Olsen, Oslund, and Wu\Ref\olsen{H.A.~Olsen, P.~Osland,
and T.T.~Wu, Phys. Rev.~D{\bf 42}, 665 (1990).} obtained monopole
vector harmonics from the scalar harmonics by utilizing
Clebsch-Gordan technology.  In this paper I also study monopole
vector harmonics, but from a somewhat different approach.  Rather
than using Clebsch-Gordan coefficients, I construct the vector
harmonics (apart from an exceptional case described below) by applying
vector differential operators to the scalar harmonics, in analogy with
the construction often used\Ref\jackson{See, e.g., P.M.~Morse and
H.Feshbach, {\it Methods of Mathematical Physics} (McGraw-Hill, New
York, 1953), p.~1898.} for the ordinary ($q=0$) vector
harmonics.  Not only are the resulting expressions simpler, but they
are also more convenient for use in further calculations.  In addition,
with this approach the vector harmonics can be chosen to be
eigenfunctions of the radial component of the spin, rather than of the
magnitude of the orbital angular momentum, as was done in Ref.~\olsen.
With this choice of basis, the expressions for the curls and
divergences of the vector harmonics are easily derived and
take particularly simple forms.  There is also a
natural separation between radial and transverse vectors, making this
choice particularly useful for studying fields in spherically
symmetric  but curved spacetimes, such as one encounters when studying
fields about magnetically charged black holes.




I consider fields with electric charge $e$ in the presence of a
monopole with magnetic charge $q/e$; the Dirac quantization condition
restricts $q$ to integer or half-integer
values\rlap.\footnote{1}{Throughout this paper it will be assumed that
$q\ge 0$; the extension of the analysis to negative values of $q$ is
straightforward.} The corresponding scalar monopole spherical harmonics
$Y_{qLM}(\theta,\phi)$ are eigenfunctions of ${\bf L}^2$ and $L_z$,
where $$ {\bf L} = {\bf r}\times ({\bf p} - e{\bf A}) -q\hr
    \eqn\ldef$$
with $\hr = {\bf r}/r$.  The first term on the right hand side is the
usual orbital angular momentum, while the second is the extra
charge-monopole angular momentum.  These are orthogonal, so
classically $|{\bf L}| \ge q$.  Correspondingly, although the quantum
numbers $L$ and $M$ have their usual meaning, the minimum value of $L$
is not zero, but $q$.

     The monopole vector spherical harmonics are eigenfunctions of
${\bf J}^2$ and $J_z$, where the total angular momentum ${\bf J}$ is
the sum of $\bf L$ and the spin angular momentum ${\bf S}$.  By the
usual rules of for adding angular momenta, one sees that the total
angular momentum quantum number $J$ has a minimum value of $q-1$,
except for the two cases $q=0$ and $q=1/2$ (where $J_{\rm min}=q$).
The vector harmonics with $J\ge q$ can be constructed by applying
vector operators to the scalar harmonics.

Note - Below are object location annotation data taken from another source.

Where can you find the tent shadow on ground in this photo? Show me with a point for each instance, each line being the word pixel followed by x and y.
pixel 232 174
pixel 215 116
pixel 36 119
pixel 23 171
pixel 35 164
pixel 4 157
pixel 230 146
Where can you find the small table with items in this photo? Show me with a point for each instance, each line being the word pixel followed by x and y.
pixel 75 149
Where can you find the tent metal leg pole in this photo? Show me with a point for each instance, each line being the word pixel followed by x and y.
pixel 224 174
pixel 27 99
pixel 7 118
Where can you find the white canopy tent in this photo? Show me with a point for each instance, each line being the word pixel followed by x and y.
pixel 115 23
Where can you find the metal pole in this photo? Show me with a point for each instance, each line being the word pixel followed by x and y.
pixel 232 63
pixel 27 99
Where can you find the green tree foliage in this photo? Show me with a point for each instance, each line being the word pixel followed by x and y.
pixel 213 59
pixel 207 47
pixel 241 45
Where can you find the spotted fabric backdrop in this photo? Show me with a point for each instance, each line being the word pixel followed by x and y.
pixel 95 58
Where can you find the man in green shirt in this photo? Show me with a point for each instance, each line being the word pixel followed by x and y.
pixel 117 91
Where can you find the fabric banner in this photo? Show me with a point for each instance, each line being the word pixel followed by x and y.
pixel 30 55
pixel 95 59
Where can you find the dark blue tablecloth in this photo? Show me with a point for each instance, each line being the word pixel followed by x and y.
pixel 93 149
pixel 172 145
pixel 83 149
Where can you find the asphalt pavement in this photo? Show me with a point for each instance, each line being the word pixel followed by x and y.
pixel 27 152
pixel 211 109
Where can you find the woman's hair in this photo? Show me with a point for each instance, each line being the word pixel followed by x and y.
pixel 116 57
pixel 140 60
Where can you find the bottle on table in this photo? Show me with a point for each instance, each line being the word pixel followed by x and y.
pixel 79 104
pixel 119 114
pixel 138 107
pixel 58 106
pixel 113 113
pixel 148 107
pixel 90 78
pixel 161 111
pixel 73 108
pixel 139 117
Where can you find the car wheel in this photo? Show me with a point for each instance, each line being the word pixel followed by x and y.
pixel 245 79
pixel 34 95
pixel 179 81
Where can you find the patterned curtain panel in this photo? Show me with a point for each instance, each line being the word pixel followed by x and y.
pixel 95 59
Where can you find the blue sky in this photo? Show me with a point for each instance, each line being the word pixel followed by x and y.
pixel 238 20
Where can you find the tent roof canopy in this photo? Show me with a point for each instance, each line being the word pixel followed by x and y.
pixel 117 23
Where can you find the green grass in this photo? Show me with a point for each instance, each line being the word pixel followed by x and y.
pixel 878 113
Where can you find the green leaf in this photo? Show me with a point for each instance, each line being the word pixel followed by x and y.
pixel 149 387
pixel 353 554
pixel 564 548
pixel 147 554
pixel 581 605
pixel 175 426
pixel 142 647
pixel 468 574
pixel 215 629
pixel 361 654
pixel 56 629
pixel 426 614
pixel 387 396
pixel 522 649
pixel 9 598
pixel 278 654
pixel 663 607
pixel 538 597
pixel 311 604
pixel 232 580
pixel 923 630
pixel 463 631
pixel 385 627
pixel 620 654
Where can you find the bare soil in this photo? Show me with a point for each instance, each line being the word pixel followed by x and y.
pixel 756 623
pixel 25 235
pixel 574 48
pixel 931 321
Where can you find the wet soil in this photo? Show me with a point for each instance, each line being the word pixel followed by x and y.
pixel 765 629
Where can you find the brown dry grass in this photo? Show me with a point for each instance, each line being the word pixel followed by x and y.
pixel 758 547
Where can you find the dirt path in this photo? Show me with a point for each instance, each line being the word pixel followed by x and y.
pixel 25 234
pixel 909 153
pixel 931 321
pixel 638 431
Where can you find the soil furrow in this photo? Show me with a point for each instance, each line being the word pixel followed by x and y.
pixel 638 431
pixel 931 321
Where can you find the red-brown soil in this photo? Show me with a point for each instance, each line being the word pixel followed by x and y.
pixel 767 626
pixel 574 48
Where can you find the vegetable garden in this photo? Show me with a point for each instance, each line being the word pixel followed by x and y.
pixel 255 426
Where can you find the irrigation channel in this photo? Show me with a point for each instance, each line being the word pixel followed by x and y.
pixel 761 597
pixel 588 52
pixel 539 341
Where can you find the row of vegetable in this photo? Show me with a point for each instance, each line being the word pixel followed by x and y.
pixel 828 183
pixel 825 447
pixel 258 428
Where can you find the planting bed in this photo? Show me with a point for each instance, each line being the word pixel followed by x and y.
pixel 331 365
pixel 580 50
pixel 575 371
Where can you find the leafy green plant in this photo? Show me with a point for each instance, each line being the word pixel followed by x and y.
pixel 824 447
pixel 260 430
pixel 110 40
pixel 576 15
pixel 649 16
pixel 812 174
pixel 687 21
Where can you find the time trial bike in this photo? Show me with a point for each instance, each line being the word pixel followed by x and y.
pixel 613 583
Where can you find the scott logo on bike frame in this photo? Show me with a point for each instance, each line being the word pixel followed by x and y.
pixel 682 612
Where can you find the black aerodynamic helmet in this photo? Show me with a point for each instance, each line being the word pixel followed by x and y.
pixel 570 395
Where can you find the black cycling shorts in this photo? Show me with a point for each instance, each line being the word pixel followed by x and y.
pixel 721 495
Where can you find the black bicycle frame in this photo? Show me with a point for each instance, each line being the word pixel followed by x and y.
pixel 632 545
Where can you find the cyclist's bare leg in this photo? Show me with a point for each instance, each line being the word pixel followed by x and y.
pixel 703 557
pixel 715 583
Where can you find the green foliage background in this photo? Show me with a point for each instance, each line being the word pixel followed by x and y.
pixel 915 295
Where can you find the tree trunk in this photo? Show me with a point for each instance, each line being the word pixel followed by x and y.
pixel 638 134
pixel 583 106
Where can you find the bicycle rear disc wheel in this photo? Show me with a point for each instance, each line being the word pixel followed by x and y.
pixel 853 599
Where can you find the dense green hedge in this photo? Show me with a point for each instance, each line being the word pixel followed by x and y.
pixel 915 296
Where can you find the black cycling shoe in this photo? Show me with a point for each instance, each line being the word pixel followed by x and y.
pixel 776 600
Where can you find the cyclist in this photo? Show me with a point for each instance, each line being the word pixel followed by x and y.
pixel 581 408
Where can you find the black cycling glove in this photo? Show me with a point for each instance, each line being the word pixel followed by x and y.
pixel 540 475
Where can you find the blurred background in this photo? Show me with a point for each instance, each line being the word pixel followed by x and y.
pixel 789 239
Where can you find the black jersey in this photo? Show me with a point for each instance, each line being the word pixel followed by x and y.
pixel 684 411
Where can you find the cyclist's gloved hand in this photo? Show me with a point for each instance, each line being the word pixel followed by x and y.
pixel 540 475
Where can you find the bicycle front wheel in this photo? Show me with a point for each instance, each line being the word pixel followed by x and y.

The vector harmonics with the
minimum allowed angular momentum, $J=q-1$, cannot be constructed in
this manner (essentially, because there
are no scalar harmonics with $L<q$) and so must be treated specially.
However, it turns out that these latter span the space of vectors whose
covariant curl and covariant divergence both vanish.  An index theorem
shows that this space has dimension $2q-1$, just as one would expect
for a multiplet with angular momentum $q-1$.

     The remainder of this paper is organized as follows.  In Sec.~2
the scalar monopole harmonics are reviewed and some general properties
of the vector harmonics are derived.  The construction of the vector
harmonics with $J \ge q$ is described in Sec.~3,
where some properties of these harmonics are derived.  The exceptional
case $J=q-1$ is discussed in Sec.~4.   The relationship between these
harmonics and those of Ref.~\olsen\ is given in an Appendix.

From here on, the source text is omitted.